Preparados para el futuro. Esta manera de formar a los seminaristas en el amor por el trabajo manual, el amor por la tierra y por la naturaleza, los prepara para tomar conciencia de la vida consagrada y pastoral que les espera en el futuro. Tras la formación, se encontrarán, sin duda, en parroquias y comunidades rurales, comunidades con vocación agrícola, precisamente en los pueblos. A tal efecto, la formación en el trabajo manual adquirida en el seminario será para ellos una gran ventaja para su supervivencia, pero, sobre todo, para la materialización del Evangelio, Palabra de Dios: «Con fatiga sacarás de él el alimento todos los días de tu vida» (Gn 3,17). Estas actividades, la pequeña granja y el huerto, no desequilibran el rendimiento de los seminaristas en la escuela. Al contrario, contribuyen a su bienestar integral, a su salud física, intelectual, espiritual y psicológica. Los que nunca han trabajado manualmente en casa con su familia, aprenden a hacerlo en el seminario. Se perfeccionan y se convierten en hombres maduros y equilibrados. Comprendamos, pues, cuánto les aporta el trabajo manual en cuanto a sentido de la responsabilidad y realización personal. Cuando se van de vacaciones, los padres observan una clara mejoría en su comportamiento. Nos agradecen la calidad de la formación impartida, que transforma totalmente a sus hijos. Esta formación de los seminaristas en el trabajo manual también moviliza su imaginación y creatividad para mejorar su confianza y autoestima. Por eso, cuando comen lo que ellos mismos han producido, se sienten satisfechos y orgullosos. «Con el sudor de tu rostro comerás el pan» (Gn 3,19).
Formación integral. San Pablo dice: «nos hemos enterado que hay entre vosotros algunos que viven desordenadamente, sin trabajar nada, pero metiéndose en todo.

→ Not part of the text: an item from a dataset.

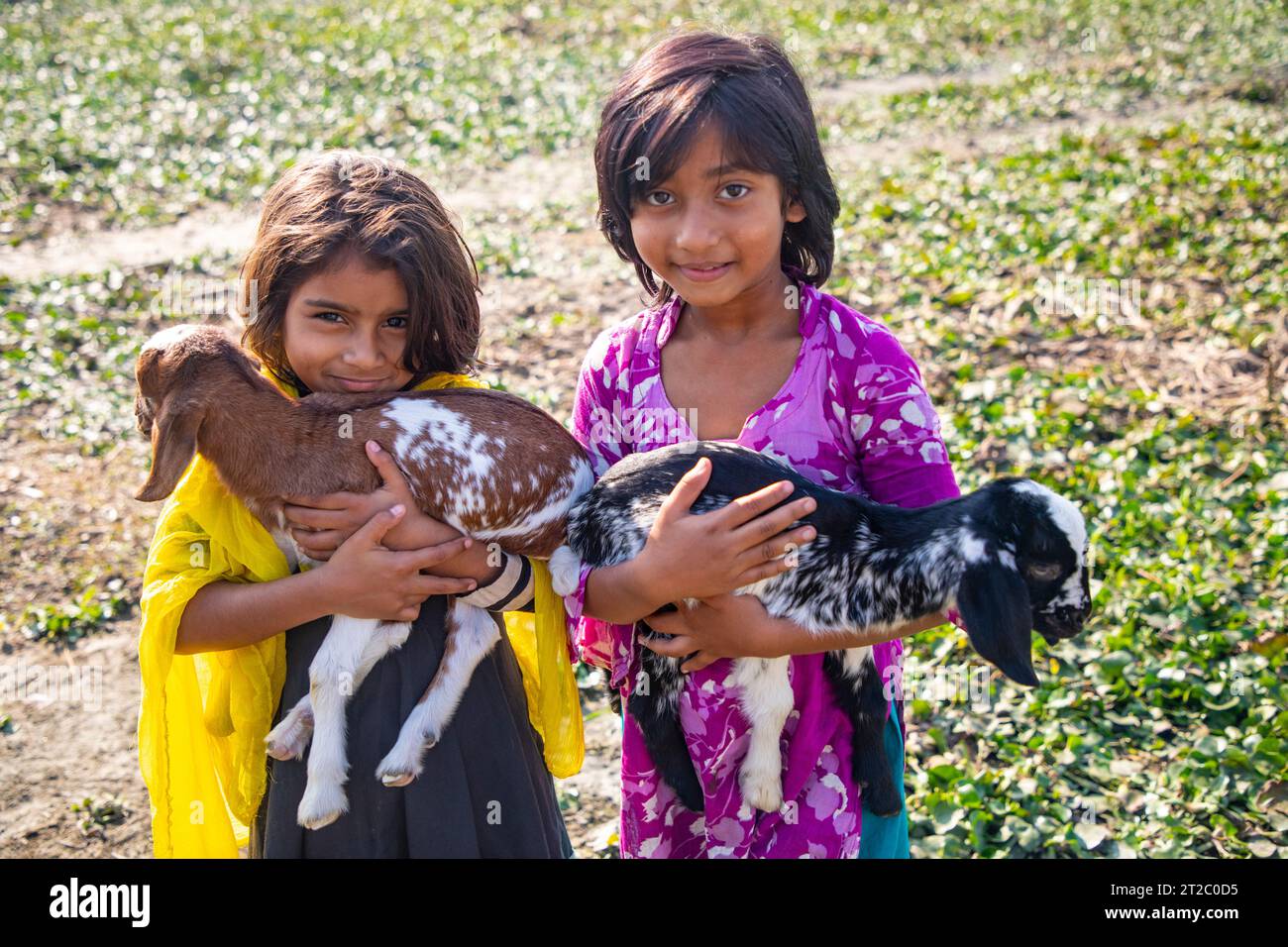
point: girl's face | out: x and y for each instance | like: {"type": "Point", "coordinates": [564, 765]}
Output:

A ésos les mandamos y les exhortamos en el Señor Jesucristo a que trabajen con sosiego para comer su propio pan» (2 Tes 3, 1112). Para el Apóstol de los gentiles, el que no trabaja, tampoco come. Tal es la ética cristiana del trabajo. Por eso, los seminaristas MSC deben ser conocidos por su afán de trabajo y no por su pereza y ociosidad.

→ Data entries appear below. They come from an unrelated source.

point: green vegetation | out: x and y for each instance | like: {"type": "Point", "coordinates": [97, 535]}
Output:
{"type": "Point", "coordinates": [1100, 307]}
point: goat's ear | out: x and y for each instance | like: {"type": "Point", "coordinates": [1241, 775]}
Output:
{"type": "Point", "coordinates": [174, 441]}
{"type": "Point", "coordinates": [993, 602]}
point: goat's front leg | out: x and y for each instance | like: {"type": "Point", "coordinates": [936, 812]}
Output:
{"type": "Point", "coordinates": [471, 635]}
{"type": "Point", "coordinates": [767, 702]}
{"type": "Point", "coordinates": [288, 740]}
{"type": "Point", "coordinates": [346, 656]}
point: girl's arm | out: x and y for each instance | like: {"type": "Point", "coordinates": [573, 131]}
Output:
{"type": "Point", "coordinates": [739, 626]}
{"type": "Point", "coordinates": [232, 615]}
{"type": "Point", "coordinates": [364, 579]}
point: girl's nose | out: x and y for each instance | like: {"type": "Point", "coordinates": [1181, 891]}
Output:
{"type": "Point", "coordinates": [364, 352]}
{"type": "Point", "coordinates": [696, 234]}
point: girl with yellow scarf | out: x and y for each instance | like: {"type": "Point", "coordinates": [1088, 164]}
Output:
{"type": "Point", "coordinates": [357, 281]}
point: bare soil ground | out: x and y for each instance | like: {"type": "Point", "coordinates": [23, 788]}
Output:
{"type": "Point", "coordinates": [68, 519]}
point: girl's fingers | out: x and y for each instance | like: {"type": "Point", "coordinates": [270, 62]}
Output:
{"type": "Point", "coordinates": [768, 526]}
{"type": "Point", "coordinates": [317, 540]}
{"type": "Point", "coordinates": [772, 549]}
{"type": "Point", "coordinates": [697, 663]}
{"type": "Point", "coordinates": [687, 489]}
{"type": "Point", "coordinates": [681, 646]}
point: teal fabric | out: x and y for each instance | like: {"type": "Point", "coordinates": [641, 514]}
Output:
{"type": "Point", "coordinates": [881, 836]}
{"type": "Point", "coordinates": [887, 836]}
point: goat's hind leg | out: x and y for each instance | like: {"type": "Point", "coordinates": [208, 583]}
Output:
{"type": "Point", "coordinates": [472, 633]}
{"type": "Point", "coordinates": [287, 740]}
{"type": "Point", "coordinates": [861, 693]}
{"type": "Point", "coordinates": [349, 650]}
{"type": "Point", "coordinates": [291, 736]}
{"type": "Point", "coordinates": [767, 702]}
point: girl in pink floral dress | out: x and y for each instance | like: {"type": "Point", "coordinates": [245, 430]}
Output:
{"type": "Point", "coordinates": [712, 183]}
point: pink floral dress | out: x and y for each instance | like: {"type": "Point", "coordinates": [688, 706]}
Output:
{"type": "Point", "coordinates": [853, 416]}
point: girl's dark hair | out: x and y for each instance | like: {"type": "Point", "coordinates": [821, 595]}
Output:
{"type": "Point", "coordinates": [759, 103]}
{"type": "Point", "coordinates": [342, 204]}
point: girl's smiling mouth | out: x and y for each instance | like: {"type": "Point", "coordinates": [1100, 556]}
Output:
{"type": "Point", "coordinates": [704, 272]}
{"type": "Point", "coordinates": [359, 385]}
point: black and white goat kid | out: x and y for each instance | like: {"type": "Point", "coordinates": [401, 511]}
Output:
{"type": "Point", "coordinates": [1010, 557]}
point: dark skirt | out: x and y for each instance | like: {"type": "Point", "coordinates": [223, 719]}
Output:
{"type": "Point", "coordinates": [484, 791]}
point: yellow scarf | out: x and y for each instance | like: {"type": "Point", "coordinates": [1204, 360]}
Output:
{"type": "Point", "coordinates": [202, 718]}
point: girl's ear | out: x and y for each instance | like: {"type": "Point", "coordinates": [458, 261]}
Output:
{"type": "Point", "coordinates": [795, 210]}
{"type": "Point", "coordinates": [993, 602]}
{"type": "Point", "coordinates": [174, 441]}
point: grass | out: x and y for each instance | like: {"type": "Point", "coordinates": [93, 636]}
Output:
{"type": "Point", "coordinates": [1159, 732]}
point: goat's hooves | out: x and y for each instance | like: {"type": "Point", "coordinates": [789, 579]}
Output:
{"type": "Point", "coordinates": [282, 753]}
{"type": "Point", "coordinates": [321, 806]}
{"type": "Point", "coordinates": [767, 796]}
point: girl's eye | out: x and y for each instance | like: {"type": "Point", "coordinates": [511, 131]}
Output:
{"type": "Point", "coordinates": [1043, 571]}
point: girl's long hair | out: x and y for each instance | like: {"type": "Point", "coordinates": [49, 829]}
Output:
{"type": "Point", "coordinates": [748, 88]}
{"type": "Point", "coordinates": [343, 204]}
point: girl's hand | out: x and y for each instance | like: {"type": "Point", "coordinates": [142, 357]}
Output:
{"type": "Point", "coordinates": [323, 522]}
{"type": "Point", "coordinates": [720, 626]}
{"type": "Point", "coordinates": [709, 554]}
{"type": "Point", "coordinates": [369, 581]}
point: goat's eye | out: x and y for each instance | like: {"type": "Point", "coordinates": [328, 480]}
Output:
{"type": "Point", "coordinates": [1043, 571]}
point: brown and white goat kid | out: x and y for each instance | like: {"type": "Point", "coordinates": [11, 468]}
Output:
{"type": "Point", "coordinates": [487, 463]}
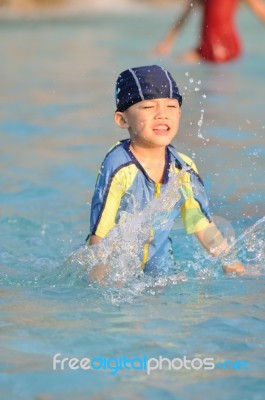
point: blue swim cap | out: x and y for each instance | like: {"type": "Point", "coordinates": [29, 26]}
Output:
{"type": "Point", "coordinates": [144, 83]}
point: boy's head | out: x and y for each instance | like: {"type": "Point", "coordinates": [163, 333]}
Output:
{"type": "Point", "coordinates": [144, 83]}
{"type": "Point", "coordinates": [148, 105]}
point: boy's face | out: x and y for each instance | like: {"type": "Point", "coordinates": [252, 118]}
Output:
{"type": "Point", "coordinates": [151, 123]}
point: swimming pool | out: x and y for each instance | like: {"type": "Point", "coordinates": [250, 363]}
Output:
{"type": "Point", "coordinates": [57, 83]}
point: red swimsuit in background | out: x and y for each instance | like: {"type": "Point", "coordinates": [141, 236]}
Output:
{"type": "Point", "coordinates": [219, 40]}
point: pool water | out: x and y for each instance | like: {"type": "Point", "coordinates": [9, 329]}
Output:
{"type": "Point", "coordinates": [57, 84]}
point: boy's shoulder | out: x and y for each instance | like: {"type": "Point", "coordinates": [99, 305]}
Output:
{"type": "Point", "coordinates": [183, 158]}
{"type": "Point", "coordinates": [117, 155]}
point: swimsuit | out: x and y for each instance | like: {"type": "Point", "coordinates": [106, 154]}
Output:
{"type": "Point", "coordinates": [124, 185]}
{"type": "Point", "coordinates": [219, 40]}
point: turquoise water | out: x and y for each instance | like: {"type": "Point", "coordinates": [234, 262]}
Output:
{"type": "Point", "coordinates": [57, 79]}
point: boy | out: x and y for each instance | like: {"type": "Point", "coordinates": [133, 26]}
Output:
{"type": "Point", "coordinates": [139, 169]}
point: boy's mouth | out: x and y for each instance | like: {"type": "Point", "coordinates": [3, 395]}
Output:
{"type": "Point", "coordinates": [161, 130]}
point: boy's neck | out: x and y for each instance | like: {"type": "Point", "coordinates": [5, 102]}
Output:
{"type": "Point", "coordinates": [155, 153]}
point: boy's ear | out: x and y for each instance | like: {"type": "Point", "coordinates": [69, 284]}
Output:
{"type": "Point", "coordinates": [121, 120]}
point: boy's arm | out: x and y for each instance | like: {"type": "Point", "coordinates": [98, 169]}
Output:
{"type": "Point", "coordinates": [216, 245]}
{"type": "Point", "coordinates": [165, 45]}
{"type": "Point", "coordinates": [258, 8]}
{"type": "Point", "coordinates": [99, 272]}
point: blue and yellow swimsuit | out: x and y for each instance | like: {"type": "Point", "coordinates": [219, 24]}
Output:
{"type": "Point", "coordinates": [122, 182]}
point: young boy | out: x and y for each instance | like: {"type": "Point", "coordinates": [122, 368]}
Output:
{"type": "Point", "coordinates": [138, 169]}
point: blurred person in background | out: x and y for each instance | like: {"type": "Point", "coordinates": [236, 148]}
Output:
{"type": "Point", "coordinates": [219, 40]}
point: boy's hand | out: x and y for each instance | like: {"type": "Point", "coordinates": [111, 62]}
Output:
{"type": "Point", "coordinates": [236, 268]}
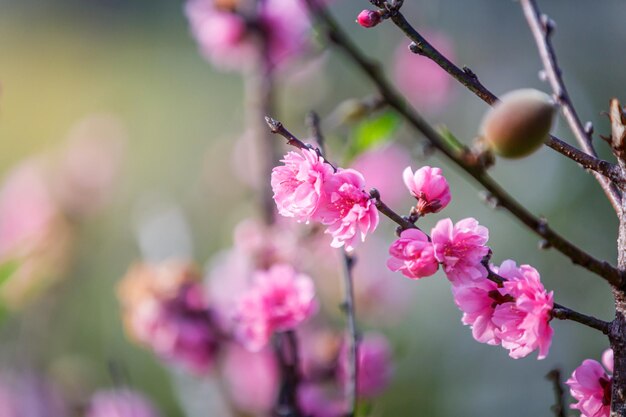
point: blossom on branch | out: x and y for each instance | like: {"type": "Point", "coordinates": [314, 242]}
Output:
{"type": "Point", "coordinates": [280, 300]}
{"type": "Point", "coordinates": [429, 187]}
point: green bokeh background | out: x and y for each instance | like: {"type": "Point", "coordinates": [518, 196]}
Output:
{"type": "Point", "coordinates": [61, 61]}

Esta iniciativa nos ayuda a equilibrar el presupuesto financiero de la comunidad para reducir los gastos en el mercado. La mayor parte de los alimentos que consumen los seminaristas proviene de su propio trabajo manual.
Un filósofo libanoestadounidense, Khalil Gibran, decía: “Vivir en armonía con el trabajo es, en verdad, amar la vida. Y amar la vida a través del trabajo, es iniciarse en el secreto más íntimo de la vida”. Esta reflexión es la profundización concreta del Evangelio, portador de vida. Hoy, el Señor no nos alimentará con maná como lo hizo con los hebreos en el desierto (Éxodo 16,1431). Por eso, debemos trabajar para procurarnos lo que necesitamos para comer y dar de comer a los hambrientos que nos rodean. Jesús dijo a los apóstoles: «Dadles vosotros de comer» (Lc 9,13). En este sentido, el trabajo nos ayuda a hacer visible nuestra fidelidad a la voluntad de Dios.

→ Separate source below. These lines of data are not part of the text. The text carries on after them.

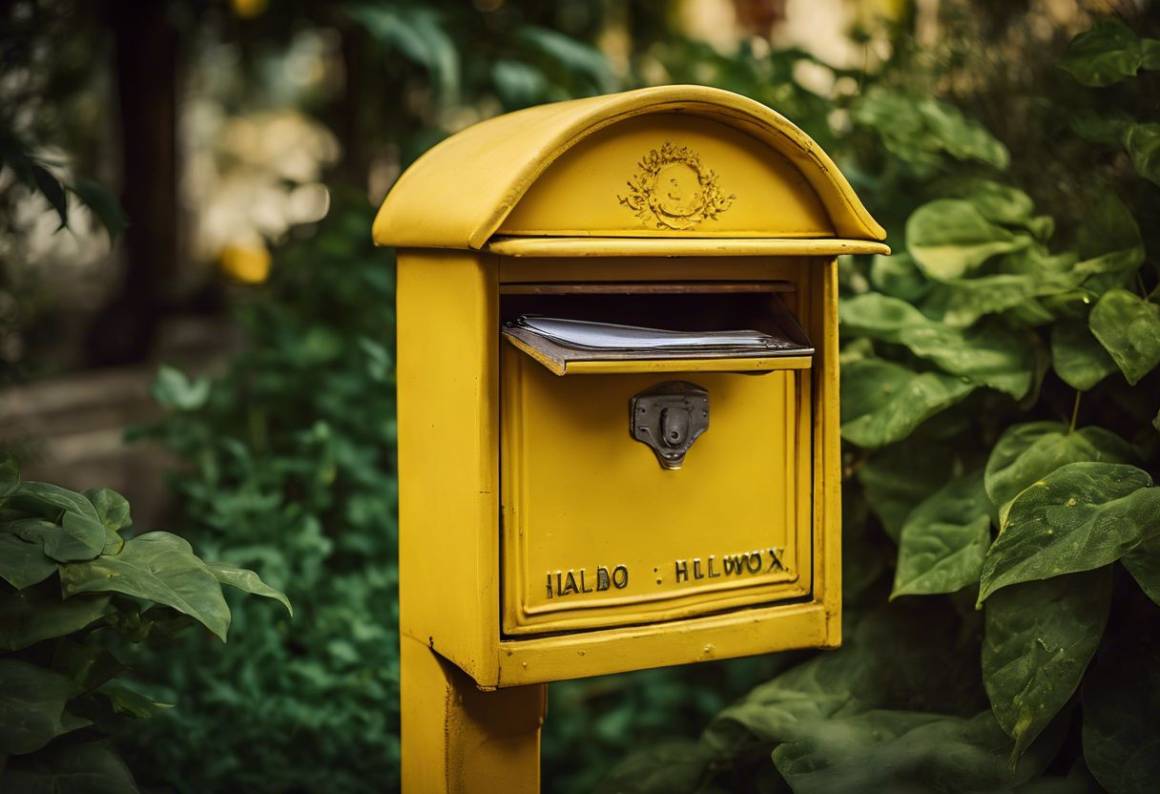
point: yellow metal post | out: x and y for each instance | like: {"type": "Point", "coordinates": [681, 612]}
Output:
{"type": "Point", "coordinates": [459, 740]}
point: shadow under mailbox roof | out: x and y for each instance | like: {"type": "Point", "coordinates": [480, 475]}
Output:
{"type": "Point", "coordinates": [458, 194]}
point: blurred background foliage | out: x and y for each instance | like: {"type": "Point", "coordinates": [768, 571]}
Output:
{"type": "Point", "coordinates": [249, 142]}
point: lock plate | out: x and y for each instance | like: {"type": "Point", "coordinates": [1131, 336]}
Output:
{"type": "Point", "coordinates": [668, 418]}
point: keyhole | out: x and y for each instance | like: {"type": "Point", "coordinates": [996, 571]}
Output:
{"type": "Point", "coordinates": [674, 423]}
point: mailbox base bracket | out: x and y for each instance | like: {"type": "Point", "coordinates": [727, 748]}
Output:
{"type": "Point", "coordinates": [461, 740]}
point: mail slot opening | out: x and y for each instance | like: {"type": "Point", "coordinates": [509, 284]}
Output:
{"type": "Point", "coordinates": [733, 326]}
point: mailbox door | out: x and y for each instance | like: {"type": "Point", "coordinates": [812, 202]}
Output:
{"type": "Point", "coordinates": [597, 533]}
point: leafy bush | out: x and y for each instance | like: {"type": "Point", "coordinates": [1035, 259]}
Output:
{"type": "Point", "coordinates": [288, 466]}
{"type": "Point", "coordinates": [74, 590]}
{"type": "Point", "coordinates": [1000, 387]}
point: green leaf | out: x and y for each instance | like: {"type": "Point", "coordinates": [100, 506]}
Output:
{"type": "Point", "coordinates": [92, 767]}
{"type": "Point", "coordinates": [944, 540]}
{"type": "Point", "coordinates": [51, 502]}
{"type": "Point", "coordinates": [1143, 562]}
{"type": "Point", "coordinates": [1078, 518]}
{"type": "Point", "coordinates": [1129, 329]}
{"type": "Point", "coordinates": [920, 130]}
{"type": "Point", "coordinates": [417, 33]}
{"type": "Point", "coordinates": [175, 390]}
{"type": "Point", "coordinates": [1143, 144]}
{"type": "Point", "coordinates": [884, 402]}
{"type": "Point", "coordinates": [1109, 238]}
{"type": "Point", "coordinates": [991, 356]}
{"type": "Point", "coordinates": [898, 276]}
{"type": "Point", "coordinates": [111, 507]}
{"type": "Point", "coordinates": [950, 238]}
{"type": "Point", "coordinates": [1029, 452]}
{"type": "Point", "coordinates": [103, 206]}
{"type": "Point", "coordinates": [1038, 640]}
{"type": "Point", "coordinates": [901, 751]}
{"type": "Point", "coordinates": [1107, 53]}
{"type": "Point", "coordinates": [961, 302]}
{"type": "Point", "coordinates": [33, 707]}
{"type": "Point", "coordinates": [673, 766]}
{"type": "Point", "coordinates": [1121, 700]}
{"type": "Point", "coordinates": [51, 188]}
{"type": "Point", "coordinates": [125, 700]}
{"type": "Point", "coordinates": [898, 477]}
{"type": "Point", "coordinates": [75, 538]}
{"type": "Point", "coordinates": [247, 582]}
{"type": "Point", "coordinates": [30, 616]}
{"type": "Point", "coordinates": [1078, 358]}
{"type": "Point", "coordinates": [158, 567]}
{"type": "Point", "coordinates": [23, 564]}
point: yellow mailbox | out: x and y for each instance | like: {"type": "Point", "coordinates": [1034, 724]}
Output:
{"type": "Point", "coordinates": [617, 405]}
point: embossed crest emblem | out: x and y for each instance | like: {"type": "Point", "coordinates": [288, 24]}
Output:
{"type": "Point", "coordinates": [673, 189]}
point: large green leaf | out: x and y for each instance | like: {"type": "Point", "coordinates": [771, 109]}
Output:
{"type": "Point", "coordinates": [75, 538]}
{"type": "Point", "coordinates": [111, 507]}
{"type": "Point", "coordinates": [920, 130]}
{"type": "Point", "coordinates": [904, 751]}
{"type": "Point", "coordinates": [1129, 329]}
{"type": "Point", "coordinates": [883, 402]}
{"type": "Point", "coordinates": [33, 707]}
{"type": "Point", "coordinates": [898, 477]}
{"type": "Point", "coordinates": [22, 563]}
{"type": "Point", "coordinates": [92, 767]}
{"type": "Point", "coordinates": [1107, 53]}
{"type": "Point", "coordinates": [962, 302]}
{"type": "Point", "coordinates": [158, 567]}
{"type": "Point", "coordinates": [1038, 640]}
{"type": "Point", "coordinates": [30, 616]}
{"type": "Point", "coordinates": [898, 276]}
{"type": "Point", "coordinates": [1143, 562]}
{"type": "Point", "coordinates": [1029, 452]}
{"type": "Point", "coordinates": [1078, 518]}
{"type": "Point", "coordinates": [944, 540]}
{"type": "Point", "coordinates": [174, 389]}
{"type": "Point", "coordinates": [1109, 243]}
{"type": "Point", "coordinates": [991, 356]}
{"type": "Point", "coordinates": [937, 670]}
{"type": "Point", "coordinates": [1079, 360]}
{"type": "Point", "coordinates": [950, 238]}
{"type": "Point", "coordinates": [247, 582]}
{"type": "Point", "coordinates": [1121, 700]}
{"type": "Point", "coordinates": [51, 502]}
{"type": "Point", "coordinates": [1143, 143]}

Lo divino y lo terrenal. Por eso, nuestros seminaristas no deben aprender filosofía y teología sólo en los libros, sino también en la vida práctica y cotidiana del hombre. La escuela es teórica, mientras que la vida cotidiana es el lugar por excelencia de la práctica. Los cristianos de la Iglesia de hoy no son los de ayer. La indiferencia y la tibieza de la fe, los nuevos movimientos de libertad de culto y la facilidad tecnológica reducen considerablemente el compromiso de los fieles en el sostenimiento material de la Iglesia. La generosidad de los cristianos y de las personas de buena voluntad ha disminuido notablemente. Por eso, la formación debe preparar a los futuros pastores (africanos) para que tomen conciencia de este desafío, a fin de evitar la dependencia, la simonía, la mendicidad y la deshonestidad. Nuestro fundador, el P. Julio Chevalier, decía: “Los novicios (es decir, los jóvenes en formación) aprenderán mucho más al pie de la cruz que en los libros”. Con estas palabras, nuestro fundador consideraba el trabajo como el lugar por excelencia de la formación. Así, para nosotros, los misioneros del Sagrado Corazón, el trabajo es el amor del Corazón de Jesús hecho visible.